Official implementation of "Goal-Conditioned Reinforcement Learning and Representations" - an empirical study of goal-conditioned RL algorithms across different observation spaces and architectural configurations in procedurally generated environments. For detailed results and analysis, see our technical report and presentation.

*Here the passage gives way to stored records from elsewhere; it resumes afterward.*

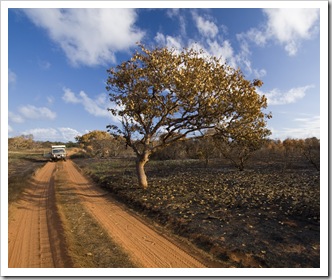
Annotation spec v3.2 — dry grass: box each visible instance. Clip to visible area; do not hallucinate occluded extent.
[54,170,137,268]
[8,150,48,203]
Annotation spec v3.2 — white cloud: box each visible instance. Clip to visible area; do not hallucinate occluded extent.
[156,12,246,76]
[47,96,55,105]
[23,9,145,67]
[21,127,82,142]
[270,115,320,140]
[264,8,319,55]
[262,85,314,106]
[166,8,180,18]
[193,14,218,38]
[154,32,165,45]
[232,8,319,77]
[18,105,57,120]
[253,68,267,78]
[246,28,267,47]
[62,88,81,103]
[207,39,237,68]
[166,9,186,36]
[9,69,17,84]
[79,92,109,117]
[236,32,267,77]
[154,33,183,50]
[22,128,59,140]
[294,116,320,138]
[9,111,24,123]
[58,127,82,141]
[62,87,111,118]
[156,36,239,76]
[241,9,319,56]
[155,12,239,74]
[38,60,51,70]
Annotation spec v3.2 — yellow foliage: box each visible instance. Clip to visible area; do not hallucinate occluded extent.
[106,44,272,187]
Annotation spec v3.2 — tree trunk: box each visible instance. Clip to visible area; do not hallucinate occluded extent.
[136,152,150,189]
[204,156,209,168]
[238,157,245,171]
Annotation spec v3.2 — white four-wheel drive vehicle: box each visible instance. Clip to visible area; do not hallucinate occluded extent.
[50,145,67,161]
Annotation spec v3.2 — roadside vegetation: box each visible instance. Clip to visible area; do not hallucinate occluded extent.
[8,151,47,203]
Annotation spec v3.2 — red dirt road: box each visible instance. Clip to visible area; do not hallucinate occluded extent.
[8,160,206,268]
[8,162,71,268]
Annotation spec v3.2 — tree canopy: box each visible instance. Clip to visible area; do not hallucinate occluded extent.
[75,130,124,158]
[106,44,271,188]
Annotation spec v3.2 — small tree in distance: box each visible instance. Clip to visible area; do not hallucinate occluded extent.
[75,130,124,158]
[213,123,271,171]
[106,44,271,189]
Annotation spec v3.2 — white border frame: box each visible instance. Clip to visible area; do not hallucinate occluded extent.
[1,1,328,277]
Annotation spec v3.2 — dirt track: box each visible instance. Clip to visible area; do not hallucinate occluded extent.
[8,160,206,268]
[8,162,71,268]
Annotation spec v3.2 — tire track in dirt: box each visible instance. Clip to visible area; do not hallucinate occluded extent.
[8,162,72,268]
[63,160,206,268]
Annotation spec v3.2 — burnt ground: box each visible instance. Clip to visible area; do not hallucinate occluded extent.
[73,158,320,268]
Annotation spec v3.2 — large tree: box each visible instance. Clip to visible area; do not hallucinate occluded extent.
[106,44,271,188]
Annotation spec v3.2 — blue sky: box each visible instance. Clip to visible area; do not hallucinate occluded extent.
[4,2,326,142]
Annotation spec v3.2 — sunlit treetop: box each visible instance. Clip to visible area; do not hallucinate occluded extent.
[106,44,270,147]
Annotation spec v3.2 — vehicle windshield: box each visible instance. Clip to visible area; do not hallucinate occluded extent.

Abstract—Goal-Conditioned Reinforcement Learning enables agents to learn policies that can accomplish a variety of goals. We investigate goal-conditioned Reinforcement learning in a custom grid world environment based on the BabyAI framework that enables us to specify the goal as a desired world state. We compare the performance of different RL algorithms, including PPO, A2C, and DQN. We also explore the impact of various state and goal representations along with network architectures for our function extractors. Our experiments show that PPO outperforms the other algorithms in our setup, and that concatenating fully observable state representations with goal states is an effective input representation for the network. To address challenges with sparse rewards in larger environments, we implement reward shaping based on the distance between the ball and the goal, which enables learning in 6x6 grid worlds. We also test hindsight experience replay, but find that it does not yield significant benefits and substantially underperforms PPO in our specific setup. Our findings demonstrate the potential of goal-conditioned RL for flexibly solving tasks with multiple goals and highlight the importance of appropriate state and goal representations.
# Clone repository
git clone https://github.com/your-username/goal-conditioned-rl.git
cd goal-conditioned-rl
# Create environment
conda create -n gcrl python=3.12
conda activate gcrl
# Install dependencies
pip install -r requirements.txt
Train a PPO agent on our custom dynamic environment:
python testBabyaiEnv.py \
--env custom-dynamic \
--obs fully-observable \
--num-conv-layers 5 \
--num_env 32 \
--num-timesteps 4000000 \
--size 5 \
--reward-shaping True
Parameter | Options | Description |
---|---|---|
--env |
custom-set-goal , custom-dynamic , room |
Environment variant |
--obs |
one-hot , img , fully-observable , fully-observable-one-hot |
Observation representation |
--algorithm |
PPO , A2C , DQN , HER |
RL algorithm |
--policy |
CnnPolicy , MlpPolicy |
Policy network architecture |
--num-timesteps |
Integer | Total training timesteps |
--num-conv-layers |
3 , 5 , 8 |
CNN feature extractor depth |
--num_envs |
Integer | Number of parallel environments |
--size |
Integer | Environment grid size (square) |
--goal-features |
fully-observable , one-pos , same-network-fully-obs , HER |
Goal representation method |
--reward-shaping |
True /False |
Enable dense reward signals (default: False) |
We evaluate CNN architectures with 3, 5, and 8 convolutional layers to understand the impact of representation capacity on goal-conditioned learning efficiency.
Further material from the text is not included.